La vicenda (giudiziaria) dei gioielli dei Savoia, custoditi da quasi otto decenni nel caveau della Banca d’Italia, si è finalmente conclusa. Il verdetto del Tribunale civile di Roma ha posto fine a una delle controversie più longeve e simboliche della nostra storia repubblicana: i preziosi appartengono allo Stato italiano, e non ai discendenti della dinastia monarchica.
Il tesoro conteso dei Savoia resta al popolo italiano
La sentenza non lascia spazio a dubbi: quei monili non furono mai beni privati di Casa Savoia, bensì ''gioie di dotazione della Corona'', e in quanto tali, parte del patrimonio collettivo della nazione.
Il tesoro, stimato in circa 300 milioni di euro, ma di valore incalcolabile per la sua rilevanza storica e culturale, giace dal 5 giugno 1946 — appena tre giorni dopo il referendum che decretò la nascita della Repubblica — in una cassaforte presso la sede centrale di via Nazionale della Banca d’Italia. A consegnarlo fu Falcone Lucifero, ultimo ministro della Real Casa, nel passaggio simbolico e materiale dal vecchio ordine monarchico alla nuova Italia democratica.

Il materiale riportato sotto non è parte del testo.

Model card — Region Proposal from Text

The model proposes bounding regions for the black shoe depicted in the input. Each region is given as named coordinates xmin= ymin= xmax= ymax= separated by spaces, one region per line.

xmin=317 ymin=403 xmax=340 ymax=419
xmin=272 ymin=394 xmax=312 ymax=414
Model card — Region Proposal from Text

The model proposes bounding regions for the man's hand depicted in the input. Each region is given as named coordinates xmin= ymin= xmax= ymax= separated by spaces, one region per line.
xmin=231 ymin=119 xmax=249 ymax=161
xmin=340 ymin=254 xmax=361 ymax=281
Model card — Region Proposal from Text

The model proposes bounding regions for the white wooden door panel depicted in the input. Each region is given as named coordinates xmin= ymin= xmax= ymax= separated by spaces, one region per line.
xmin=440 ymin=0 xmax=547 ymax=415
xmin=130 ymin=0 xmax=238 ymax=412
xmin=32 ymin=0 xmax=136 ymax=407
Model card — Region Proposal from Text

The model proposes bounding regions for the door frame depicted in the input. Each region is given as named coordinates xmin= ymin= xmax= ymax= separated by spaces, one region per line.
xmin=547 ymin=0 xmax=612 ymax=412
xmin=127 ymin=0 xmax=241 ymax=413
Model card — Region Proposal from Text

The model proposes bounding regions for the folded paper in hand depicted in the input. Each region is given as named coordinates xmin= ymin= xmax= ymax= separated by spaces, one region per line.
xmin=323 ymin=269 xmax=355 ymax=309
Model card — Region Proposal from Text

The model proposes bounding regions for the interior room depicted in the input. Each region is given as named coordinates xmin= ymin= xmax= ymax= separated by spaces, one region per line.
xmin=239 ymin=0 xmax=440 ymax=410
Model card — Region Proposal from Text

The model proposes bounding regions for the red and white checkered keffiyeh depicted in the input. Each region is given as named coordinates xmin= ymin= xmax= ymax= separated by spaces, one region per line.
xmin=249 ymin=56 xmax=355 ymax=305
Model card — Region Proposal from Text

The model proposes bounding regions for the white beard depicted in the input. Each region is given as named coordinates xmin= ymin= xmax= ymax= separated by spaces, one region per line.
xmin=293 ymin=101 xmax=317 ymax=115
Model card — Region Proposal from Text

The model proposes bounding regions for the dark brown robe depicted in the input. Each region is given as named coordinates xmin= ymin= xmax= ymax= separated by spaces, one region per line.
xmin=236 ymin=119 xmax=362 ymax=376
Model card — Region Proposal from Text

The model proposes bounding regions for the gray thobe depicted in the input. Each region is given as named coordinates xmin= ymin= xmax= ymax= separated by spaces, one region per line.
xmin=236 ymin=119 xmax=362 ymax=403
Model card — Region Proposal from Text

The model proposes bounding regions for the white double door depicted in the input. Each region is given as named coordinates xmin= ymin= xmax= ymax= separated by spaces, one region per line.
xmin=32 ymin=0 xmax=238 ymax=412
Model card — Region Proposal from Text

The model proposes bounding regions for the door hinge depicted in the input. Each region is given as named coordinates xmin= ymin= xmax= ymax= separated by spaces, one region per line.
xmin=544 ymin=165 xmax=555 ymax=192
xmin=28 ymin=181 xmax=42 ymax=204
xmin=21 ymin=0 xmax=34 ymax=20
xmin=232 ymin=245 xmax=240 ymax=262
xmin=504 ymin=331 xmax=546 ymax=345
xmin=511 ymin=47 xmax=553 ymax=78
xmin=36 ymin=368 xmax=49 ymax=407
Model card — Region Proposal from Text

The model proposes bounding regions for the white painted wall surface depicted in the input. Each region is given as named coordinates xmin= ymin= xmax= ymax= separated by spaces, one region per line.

La causa legale era stata intentata nel 2022 da Vittorio Emanuele, Maria Pia, Maria Gabriella e Maria Beatrice di Savoia, in seguito a un primo diniego formale ricevuto nel 2021. Gli ex membri della famiglia reale avevano citato in giudizio la Banca d’Italia, la Presidenza del Consiglio dei ministri e il Ministero dell’Economia, sostenendo che i gioielli non appartenessero alla Corona, ma al patrimonio personale della dinastia. Una tesi che il Tribunale ha rigettato, definendo le pretese ''manifestamente infondate'', e respingendo anche la questione di legittimità costituzionale sollevata dagli eredi, escludendo qualsiasi rinvio alla Corte di giustizia.
Il collegio giudicante ha infatti confermato che la documentazione del tempo, in particolare il verbale di consegna del 1946, parlava esplicitamente di ''gioie di dotazione della Corona del Regno d’Italia''.
Una definizione che vincola, inequivocabilmente, quei beni alla funzione istituzionale della monarchia e non al patrimonio personale dei sovrani.
Ma cosa custodisce, nello specifico, quella misteriosa cassaforte? Secondo le ricostruzioni più accreditate, al suo interno si troverebbero oltre 6.700 brillanti e circa 2.000 perle, distribuiti per un totale di quasi 2.000 carati. Un patrimonio non solo ingente per valore economico, ma soprattutto carico di significato simbolico e culturale, che rappresenta un pezzo di storia nazionale finora sottratto allo sguardo dei cittadini.
Come ha sottolineato Olina Capolino, già avvocato capo della Banca d’Italia e figura centrale nella gestione di questa lunga controversia, ''È la giusta conclusione di una vicenda che ho seguito professionalmente per anni. Ora, da cittadina, spero che presto lo Stato decida di esporre questi storici monili in un museo, rendendoli finalmente accessibili a tutti''.
Ora tocca allo Stato fare la sua parte. La giustizia ha parlato con chiarezza, mettendo un punto fermo su una controversia che rischiava di alimentare polemiche e nostalgie fuori tempo massimo. Ma se la battaglia legale è chiusa, se ne apre ora una di natura culturale perché sarebbe anche giunto il momento che lo Stato si faccia carico della valorizzazione di questo patrimonio, rendendolo fruibile al grande pubblico. Non solo per soddisfare la curiosità estetica o il gusto per il lusso, ma per restituire ai cittadini un frammento importante del racconto nazionale.
Perché quei gioielli non sono semplici monili: sono simboli di un’epoca, testimoni muti del passaggio da monarchia a repubblica, e come tali meritano un posto nella narrazione collettiva della nostra identità. Un’esposizione pubblica — in un museo, in una sede istituzionale, magari accompagnata da un percorso didattico — non sarebbe soltanto un atto di giustizia storica, ma un segnale potente di trasparenza e appartenenza. Perché, come spesso accade nella storia, i simboli contano. E quei diamanti, quelle perle, non brillano solo per il loro valore materiale, ma anche per ciò che rappresentano: un pezzo d’Italia restituito alla sua gente.